Não escondia a incredulidade, já que esperava “umas 300 pessoas por dia”. Por isso, os seus passos eram rápidos, e ia subindo e descendo vezes sem conta as escadas de acesso aos três pisos disponíveis. A qualquer altura parava para explicar o funcionamento de qualquer jogo aos mais inexperientes — tal como os restantes voluntários e membros da CCA. “É um trabalho de quatro anos que resulta neste sentido de comunidade”, explicou. E, na verdade, é este o termo que melhor descreve o conjunto de amantes de jogos de tabuleiro, que corre congressos do género apenas para jogar. Como Javier, de Madrid, que para aqui estar faltou ao Game On, outro evento dedicado à temática que decorreu em simultâneo na capital espanhola. “Fica a reserva para o próximo congresso!”, antecipa o espanhol, lançando o aviso a Alberto à despedida. Atrás dos dois, um cartaz vermelho com letras brancas indicava o espaço dedicado à MEBO Games, editora lisboeta de jogos que ali apresentou a sua mais recente criação, o Arraial.

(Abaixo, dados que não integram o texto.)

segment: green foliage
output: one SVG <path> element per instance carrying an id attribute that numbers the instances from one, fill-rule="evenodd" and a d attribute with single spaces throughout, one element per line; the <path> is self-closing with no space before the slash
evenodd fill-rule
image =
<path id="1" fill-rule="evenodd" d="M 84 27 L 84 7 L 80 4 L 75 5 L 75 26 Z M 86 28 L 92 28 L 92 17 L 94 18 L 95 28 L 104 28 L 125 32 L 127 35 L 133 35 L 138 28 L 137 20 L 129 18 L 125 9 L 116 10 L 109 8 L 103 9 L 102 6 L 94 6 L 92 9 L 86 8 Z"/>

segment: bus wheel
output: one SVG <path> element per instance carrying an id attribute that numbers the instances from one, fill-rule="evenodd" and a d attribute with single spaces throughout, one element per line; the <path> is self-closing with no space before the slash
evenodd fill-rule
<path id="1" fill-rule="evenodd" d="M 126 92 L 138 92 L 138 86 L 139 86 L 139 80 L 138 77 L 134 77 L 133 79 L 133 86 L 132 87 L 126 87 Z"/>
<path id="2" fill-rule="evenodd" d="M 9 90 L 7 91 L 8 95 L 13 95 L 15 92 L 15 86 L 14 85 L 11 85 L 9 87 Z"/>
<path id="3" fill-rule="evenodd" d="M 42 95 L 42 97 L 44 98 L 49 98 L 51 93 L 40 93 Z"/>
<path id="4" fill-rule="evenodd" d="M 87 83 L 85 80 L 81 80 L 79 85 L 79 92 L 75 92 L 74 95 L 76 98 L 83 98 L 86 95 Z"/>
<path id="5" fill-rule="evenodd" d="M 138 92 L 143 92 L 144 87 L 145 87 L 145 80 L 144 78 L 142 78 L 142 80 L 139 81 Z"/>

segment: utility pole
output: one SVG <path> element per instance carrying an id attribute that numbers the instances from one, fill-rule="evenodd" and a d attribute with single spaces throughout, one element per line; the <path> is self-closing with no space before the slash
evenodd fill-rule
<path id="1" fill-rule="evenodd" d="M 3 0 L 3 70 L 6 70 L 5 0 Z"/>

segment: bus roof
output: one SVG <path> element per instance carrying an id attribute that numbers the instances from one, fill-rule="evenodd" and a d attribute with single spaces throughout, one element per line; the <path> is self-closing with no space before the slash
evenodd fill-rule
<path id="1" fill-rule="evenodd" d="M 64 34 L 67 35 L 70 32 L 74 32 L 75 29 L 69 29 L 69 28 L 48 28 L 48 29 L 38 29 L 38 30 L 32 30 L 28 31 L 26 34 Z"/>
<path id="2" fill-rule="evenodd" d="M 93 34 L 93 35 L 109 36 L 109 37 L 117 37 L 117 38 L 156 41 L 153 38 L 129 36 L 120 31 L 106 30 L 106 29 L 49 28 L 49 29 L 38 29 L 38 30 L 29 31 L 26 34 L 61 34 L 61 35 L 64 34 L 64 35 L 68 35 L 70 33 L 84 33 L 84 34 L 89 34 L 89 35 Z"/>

Agora, um convite ao leitor, bem ao jeito dos jogos de tabuleiro: atire-se o dado e saltemos umas quantas casas, que o local é Lisboa. Bónus: o peão é um telefone. Do lado de lá fala Gil D’Orey, 40 anos, fundador da MEBO Games. Da publicidade passou para os jogos de tabuleiro, que já faziam parte da sua vida “desde miúdo”. “Sempre achei graça àqueles clássicos, como o xadrez. Na altura, não havia muita escolha em Portugal.” Agora, diversidade é o que não falta na oferta da editora: há o Viral, no qual o jogador é um vírus, ou o Sagrada, que nos transforma em vitralistas na Sagrada Família, em Barcelona O Viral faz jus ao nome, tendo já versão russa. Quanto ao Arraial, podem esperar-se versões em inglês, coreano, mandarim e japonês.

Jogar é inclusão

Diz Gil que a MEBO se distingue pelo tema predominante dos jogos: a História portuguesa. Neste âmbito, há Caravelas II, o Castelo de São JorgeReis de Portugal e, claro, o Arraial — um jogo que desafia os participantes a criarem a melhor festa para a sua rua. As propostas “são para todas as faixas etárias e feitios”. O criador da editora defende que os jogos “devem ser jogados entre pais e filhos, e não para estupidificarem os pais”. O mesmo tema inspira a Pythagoras, editora sediada em Vermoil, Pombal, que faz da sua oferta um manual de História de Portugal, através de cartas, puzzles e jogos.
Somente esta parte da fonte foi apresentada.